El encuentro con Merle no sería en esta casa tampoco, sino en otra conocida como la Casa Azul y que se había comprado García Márquez antes de hacerse construir ésta, también sobre la misma avenida costera y con vista al Caribe. Fotográficamente era una casa hermosa porque resaltaba un azul muy fuerte desde afuera, desde la fachada, y también en sus interiores. Una casa antigua de la ciudad vieja, vacía de muebles: había un par de sillones y nada más. Nos contó que él quería una casa grande en Cartagena con vista al Caribe, pero que estas casas antiguas no eran muy funcionales porque el baño no estaba donde él quería que esté, otras cuestiones de ventanales, y aunque se trataba de una casa muy bonita, con un patio interior fantástico, nos aclaró: “Se la dejo a mis hijos porque nunca sentí esta casa como mía”. Fue un lugar maravilloso para hacer las fotos. Todo esto sucedía mientras manteníamos con él charlas informales de cosas muy cotidianas, muy mundanas, muy de todos los días, que era lo que nosotros estábamos buscando y que no esperábamos conseguir, porque habíamos convenido dos horas de una entrevista formal para el 8 de junio, y nada más, y sin embargo estaba dándonos un material inesperado. Él es periodista y sabía perfectamente que nos estaba dando un material muy rico. Era consciente de eso, y perfectamente consciente de que todas esas caminatas, encuentros, almuerzos y demás iban a terminar en el papel. Que lodo lo que dijera, hasta el último suspiro, iba a ser contado.
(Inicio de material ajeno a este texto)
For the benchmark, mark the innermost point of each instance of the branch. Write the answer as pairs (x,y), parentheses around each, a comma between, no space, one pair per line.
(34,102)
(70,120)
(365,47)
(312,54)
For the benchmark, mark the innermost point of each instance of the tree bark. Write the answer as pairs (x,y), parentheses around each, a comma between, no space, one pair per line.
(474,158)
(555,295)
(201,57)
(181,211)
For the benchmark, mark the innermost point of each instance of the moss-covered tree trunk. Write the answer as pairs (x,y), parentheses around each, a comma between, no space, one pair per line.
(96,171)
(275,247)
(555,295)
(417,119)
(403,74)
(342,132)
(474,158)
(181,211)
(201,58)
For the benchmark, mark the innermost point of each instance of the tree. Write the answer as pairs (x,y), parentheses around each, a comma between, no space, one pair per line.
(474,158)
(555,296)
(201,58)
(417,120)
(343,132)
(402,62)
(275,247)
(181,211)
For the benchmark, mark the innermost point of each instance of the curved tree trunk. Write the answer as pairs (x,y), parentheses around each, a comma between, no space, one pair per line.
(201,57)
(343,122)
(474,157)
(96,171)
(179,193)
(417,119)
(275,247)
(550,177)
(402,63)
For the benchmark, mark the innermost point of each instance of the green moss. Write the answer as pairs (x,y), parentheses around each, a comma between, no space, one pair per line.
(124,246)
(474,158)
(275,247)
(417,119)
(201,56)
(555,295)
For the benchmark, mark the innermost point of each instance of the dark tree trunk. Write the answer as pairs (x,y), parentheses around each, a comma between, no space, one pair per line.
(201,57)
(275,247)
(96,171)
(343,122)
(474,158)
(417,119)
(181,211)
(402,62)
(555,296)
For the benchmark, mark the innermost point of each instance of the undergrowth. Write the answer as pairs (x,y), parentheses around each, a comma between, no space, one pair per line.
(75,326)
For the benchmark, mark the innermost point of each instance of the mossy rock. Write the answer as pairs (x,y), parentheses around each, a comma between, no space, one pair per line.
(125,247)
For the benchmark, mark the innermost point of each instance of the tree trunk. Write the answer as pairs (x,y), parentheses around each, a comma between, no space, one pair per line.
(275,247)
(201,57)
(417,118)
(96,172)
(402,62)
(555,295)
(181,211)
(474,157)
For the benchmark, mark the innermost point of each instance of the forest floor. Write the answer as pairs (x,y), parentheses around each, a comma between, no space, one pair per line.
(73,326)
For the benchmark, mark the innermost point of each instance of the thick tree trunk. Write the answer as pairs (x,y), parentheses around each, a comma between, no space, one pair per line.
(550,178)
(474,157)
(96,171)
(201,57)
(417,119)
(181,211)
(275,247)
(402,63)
Finalmente, cuando llegó Merle, Gabo le dedicó como dos horas sólo para las fotos; posó, hizo todo lo que el fotógrafo le pedía y si no se tiró al piso fue porque no nos animamos a pedírselo. Cuando le preguntamos por sus gestos o sus tics, nos respondió: “Yo me vivo refregando los ojos todo el tiempo”, y de inmediato repetía el gesto para la cámara. Aparte se comunica mucho con las manos, es otro lenguaje paralelo y muy expresivo, y entonces repasaba todos esos ademanes para las fotos. Una maravilla.
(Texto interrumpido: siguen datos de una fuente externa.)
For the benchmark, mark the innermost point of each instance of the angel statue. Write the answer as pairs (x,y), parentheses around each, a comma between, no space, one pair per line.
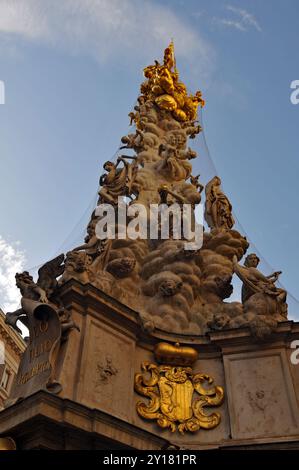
(259,292)
(117,181)
(218,209)
(41,291)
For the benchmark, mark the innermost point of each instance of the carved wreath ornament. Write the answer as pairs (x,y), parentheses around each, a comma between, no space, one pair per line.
(170,390)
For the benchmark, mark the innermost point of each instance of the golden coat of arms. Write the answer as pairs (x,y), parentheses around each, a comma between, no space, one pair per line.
(178,397)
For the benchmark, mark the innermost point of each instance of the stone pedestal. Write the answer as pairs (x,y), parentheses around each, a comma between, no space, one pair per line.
(97,406)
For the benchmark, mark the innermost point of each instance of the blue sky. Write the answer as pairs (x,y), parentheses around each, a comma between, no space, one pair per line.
(72,70)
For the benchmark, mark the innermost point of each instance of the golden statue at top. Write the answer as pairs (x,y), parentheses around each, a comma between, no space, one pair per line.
(163,87)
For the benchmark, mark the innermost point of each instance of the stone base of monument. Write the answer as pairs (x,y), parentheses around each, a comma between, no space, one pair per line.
(98,405)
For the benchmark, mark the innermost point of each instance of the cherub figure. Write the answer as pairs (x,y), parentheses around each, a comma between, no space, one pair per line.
(218,209)
(117,181)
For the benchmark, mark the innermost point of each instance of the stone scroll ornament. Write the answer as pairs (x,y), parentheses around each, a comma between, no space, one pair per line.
(48,324)
(177,396)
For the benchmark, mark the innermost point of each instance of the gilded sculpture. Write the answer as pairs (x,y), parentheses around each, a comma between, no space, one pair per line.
(171,288)
(177,396)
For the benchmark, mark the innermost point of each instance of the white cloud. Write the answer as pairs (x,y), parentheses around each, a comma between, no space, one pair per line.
(230,23)
(12,260)
(243,20)
(105,29)
(246,18)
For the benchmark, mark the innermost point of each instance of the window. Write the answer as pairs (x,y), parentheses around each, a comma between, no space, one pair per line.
(5,380)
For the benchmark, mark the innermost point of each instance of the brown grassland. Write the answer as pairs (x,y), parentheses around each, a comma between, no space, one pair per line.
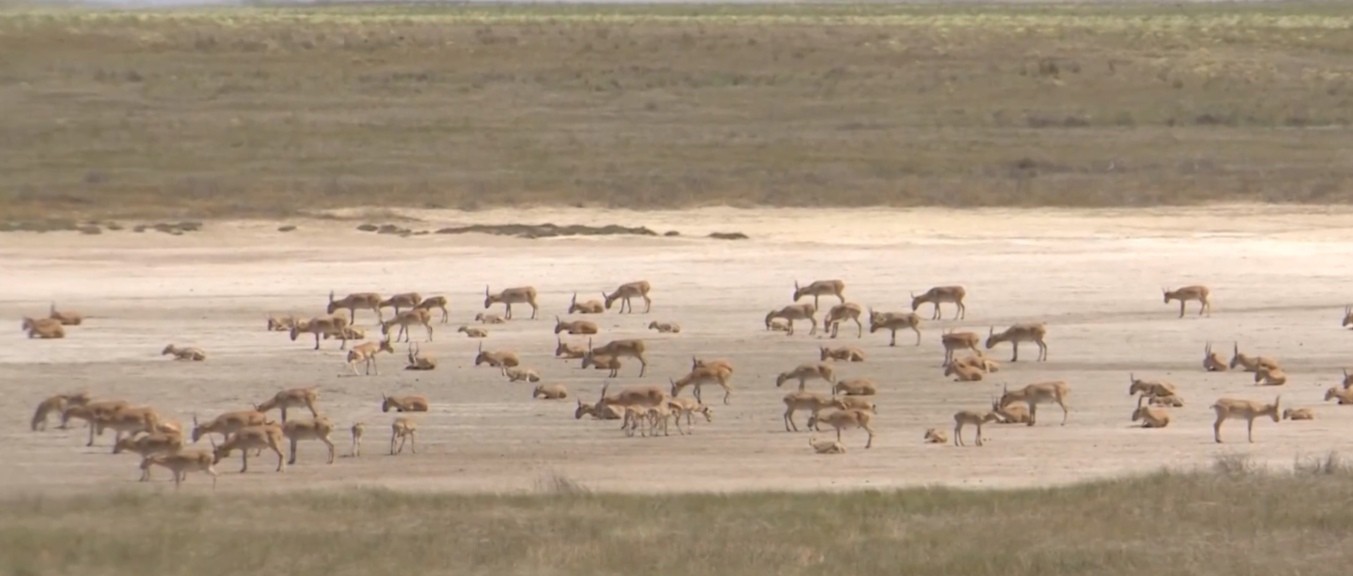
(272,111)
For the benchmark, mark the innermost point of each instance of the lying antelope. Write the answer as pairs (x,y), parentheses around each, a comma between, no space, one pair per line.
(1020,333)
(942,295)
(194,354)
(970,418)
(319,427)
(509,296)
(807,371)
(1038,394)
(847,353)
(1249,410)
(820,288)
(549,392)
(628,291)
(43,327)
(1194,292)
(583,307)
(292,398)
(842,313)
(893,322)
(439,303)
(631,348)
(413,403)
(365,353)
(664,327)
(364,300)
(575,326)
(794,313)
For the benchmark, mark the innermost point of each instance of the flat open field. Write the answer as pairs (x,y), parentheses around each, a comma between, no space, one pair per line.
(273,111)
(1279,277)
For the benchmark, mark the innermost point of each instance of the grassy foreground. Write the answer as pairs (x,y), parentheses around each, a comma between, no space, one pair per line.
(1196,523)
(268,111)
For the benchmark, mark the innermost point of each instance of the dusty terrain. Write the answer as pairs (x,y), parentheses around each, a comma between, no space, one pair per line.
(1279,276)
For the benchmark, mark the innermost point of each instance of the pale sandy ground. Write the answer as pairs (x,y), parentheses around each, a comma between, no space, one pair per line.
(1280,280)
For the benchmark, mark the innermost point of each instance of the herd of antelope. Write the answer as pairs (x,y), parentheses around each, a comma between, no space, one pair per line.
(641,410)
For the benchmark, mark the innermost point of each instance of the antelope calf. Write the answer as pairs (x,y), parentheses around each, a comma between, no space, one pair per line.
(893,322)
(847,353)
(509,296)
(628,291)
(1237,409)
(942,295)
(1194,292)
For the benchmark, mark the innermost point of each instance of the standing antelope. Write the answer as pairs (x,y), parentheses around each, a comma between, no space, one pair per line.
(1249,410)
(820,288)
(1194,292)
(509,296)
(1020,333)
(628,291)
(941,295)
(364,300)
(893,322)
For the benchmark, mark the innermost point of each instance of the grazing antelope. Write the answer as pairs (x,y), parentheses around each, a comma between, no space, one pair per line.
(194,354)
(292,398)
(1249,410)
(509,296)
(64,318)
(319,427)
(1194,292)
(941,295)
(1039,394)
(57,403)
(846,419)
(549,391)
(968,417)
(820,288)
(252,438)
(958,341)
(583,307)
(436,302)
(322,326)
(575,326)
(181,463)
(842,313)
(403,429)
(893,322)
(367,353)
(1298,414)
(1152,417)
(827,446)
(628,291)
(418,361)
(847,353)
(1020,333)
(364,300)
(401,300)
(632,348)
(43,327)
(807,371)
(794,313)
(1212,361)
(413,403)
(497,358)
(664,327)
(1250,363)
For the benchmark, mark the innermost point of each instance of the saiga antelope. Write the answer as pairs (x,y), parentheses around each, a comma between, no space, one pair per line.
(1020,333)
(628,291)
(820,288)
(509,296)
(941,295)
(1194,292)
Habíamos empezado a la una de la tarde y estuvimos como hasta las seis, siete, ya caía el sol cuando terminamos esa jornada, y quedamos que la entrevista la íbamos a hacer al día siguiente, a las tres de la tarde, en un departamentito suyo en El Laguito, un edificio que en Cartagena se conoce como “La máquina de escribir” por su forma escalonada y que daba la sensación de teclado de máquina de escribir.
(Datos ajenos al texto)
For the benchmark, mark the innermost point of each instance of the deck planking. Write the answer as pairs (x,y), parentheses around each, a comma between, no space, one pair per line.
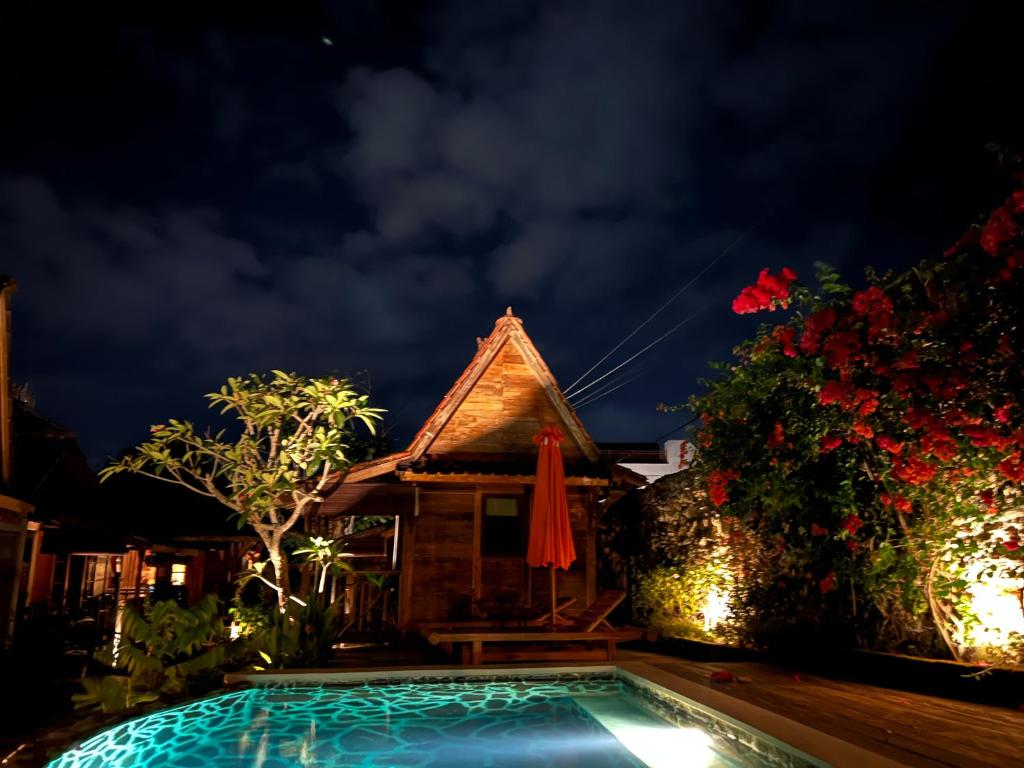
(912,728)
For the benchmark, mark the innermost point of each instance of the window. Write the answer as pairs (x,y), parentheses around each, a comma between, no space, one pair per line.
(178,571)
(504,526)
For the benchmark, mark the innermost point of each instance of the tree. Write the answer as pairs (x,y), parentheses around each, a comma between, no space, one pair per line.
(293,440)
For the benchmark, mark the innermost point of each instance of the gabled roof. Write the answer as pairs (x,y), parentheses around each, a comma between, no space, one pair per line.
(507,342)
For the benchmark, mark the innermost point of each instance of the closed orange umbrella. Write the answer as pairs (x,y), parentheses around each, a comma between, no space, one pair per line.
(550,532)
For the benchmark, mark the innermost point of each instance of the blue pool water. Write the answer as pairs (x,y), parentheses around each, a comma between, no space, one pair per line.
(511,724)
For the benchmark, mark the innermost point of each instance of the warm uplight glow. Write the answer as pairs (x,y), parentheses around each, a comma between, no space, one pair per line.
(716,608)
(991,628)
(656,743)
(178,571)
(995,601)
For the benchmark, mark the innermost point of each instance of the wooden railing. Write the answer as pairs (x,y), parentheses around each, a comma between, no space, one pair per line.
(371,604)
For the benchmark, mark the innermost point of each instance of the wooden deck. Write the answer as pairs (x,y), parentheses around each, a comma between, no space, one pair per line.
(910,728)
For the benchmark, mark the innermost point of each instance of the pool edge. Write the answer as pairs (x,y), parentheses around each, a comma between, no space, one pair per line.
(814,743)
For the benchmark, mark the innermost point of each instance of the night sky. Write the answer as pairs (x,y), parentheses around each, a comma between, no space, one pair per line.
(193,190)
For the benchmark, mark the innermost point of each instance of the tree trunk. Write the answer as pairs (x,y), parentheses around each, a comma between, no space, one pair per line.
(280,570)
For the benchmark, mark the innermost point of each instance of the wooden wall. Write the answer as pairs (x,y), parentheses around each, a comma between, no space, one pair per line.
(503,413)
(442,567)
(438,549)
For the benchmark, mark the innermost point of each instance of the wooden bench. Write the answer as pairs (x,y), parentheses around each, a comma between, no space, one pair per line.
(508,645)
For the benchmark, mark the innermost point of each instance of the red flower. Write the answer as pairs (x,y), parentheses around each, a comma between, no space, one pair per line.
(897,501)
(1001,414)
(888,443)
(1013,468)
(999,227)
(770,292)
(870,301)
(913,471)
(718,484)
(988,501)
(866,401)
(852,524)
(830,442)
(864,430)
(982,436)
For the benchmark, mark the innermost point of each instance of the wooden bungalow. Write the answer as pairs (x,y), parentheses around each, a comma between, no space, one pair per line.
(460,495)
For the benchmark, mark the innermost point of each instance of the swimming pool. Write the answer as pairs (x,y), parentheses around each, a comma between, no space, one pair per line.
(587,720)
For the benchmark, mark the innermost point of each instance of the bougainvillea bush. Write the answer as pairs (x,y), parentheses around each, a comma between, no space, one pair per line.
(873,442)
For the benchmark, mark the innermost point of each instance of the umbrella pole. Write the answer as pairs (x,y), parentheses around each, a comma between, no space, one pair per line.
(551,569)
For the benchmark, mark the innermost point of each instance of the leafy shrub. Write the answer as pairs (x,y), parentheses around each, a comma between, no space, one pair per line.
(158,653)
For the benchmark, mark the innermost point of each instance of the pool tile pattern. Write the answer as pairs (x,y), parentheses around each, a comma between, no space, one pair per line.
(505,723)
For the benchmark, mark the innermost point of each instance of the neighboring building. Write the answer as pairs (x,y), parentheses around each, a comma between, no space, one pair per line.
(649,459)
(14,510)
(460,494)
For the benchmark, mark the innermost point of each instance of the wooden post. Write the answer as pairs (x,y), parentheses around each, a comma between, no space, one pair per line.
(551,568)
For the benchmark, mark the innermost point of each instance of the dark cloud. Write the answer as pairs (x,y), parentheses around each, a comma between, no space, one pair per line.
(200,196)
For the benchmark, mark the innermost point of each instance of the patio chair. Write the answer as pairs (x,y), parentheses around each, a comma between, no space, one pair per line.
(596,614)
Llegamos puntualmente a las tres de la tarde. Primero tuvimos que pasar la custodia, porque también allí había gente de seguridad. Era un departamentito de dos ambientes, muy pequeñito, que yo había visto en fotografías de entrevistas anteriores, con un living mínimo donde no había bibliotecas. El piso era como un tablero de ajedrez con mosaicos muy grandes blancos y negros, con un ventanal precioso al Caribe: había una cocina tipo americana con una barra que daba al living, y pocos libros. Aunque no era su residencia permanente (él vive en México), me llamó la atención la sobriedad del lugar. Después vimos el dormitorio, donde en un rincón tenía el escritorio con su computadora y la cabecera de la cama cargada de libros. Desde el dormitorio llegaba el sonido de un televisor encendido. Cuando terminó de saludarnos en el living, le gritó a su mujer: “Mercedes, vas a tener que venir a saludar porque aquí está el hijo de Tomás Eloy, de eso no vas a poder librarte”. Efectivamente salió Mercedes del dormitorio, nos saludó a los tres y se quedó conversando con nosotros. Mercedes estuvo fantástica: nos dio un montón de letra para la entrevista y nos contó acerca del círculo familiar más íntimo: sus hijos, sus nietos. Es más, en un momento dado, cuando le preguntamos sobre eso a García Márquez, él mismo le pidió a Mercedes: “Contesta tú, que de estos temas entiendes más”.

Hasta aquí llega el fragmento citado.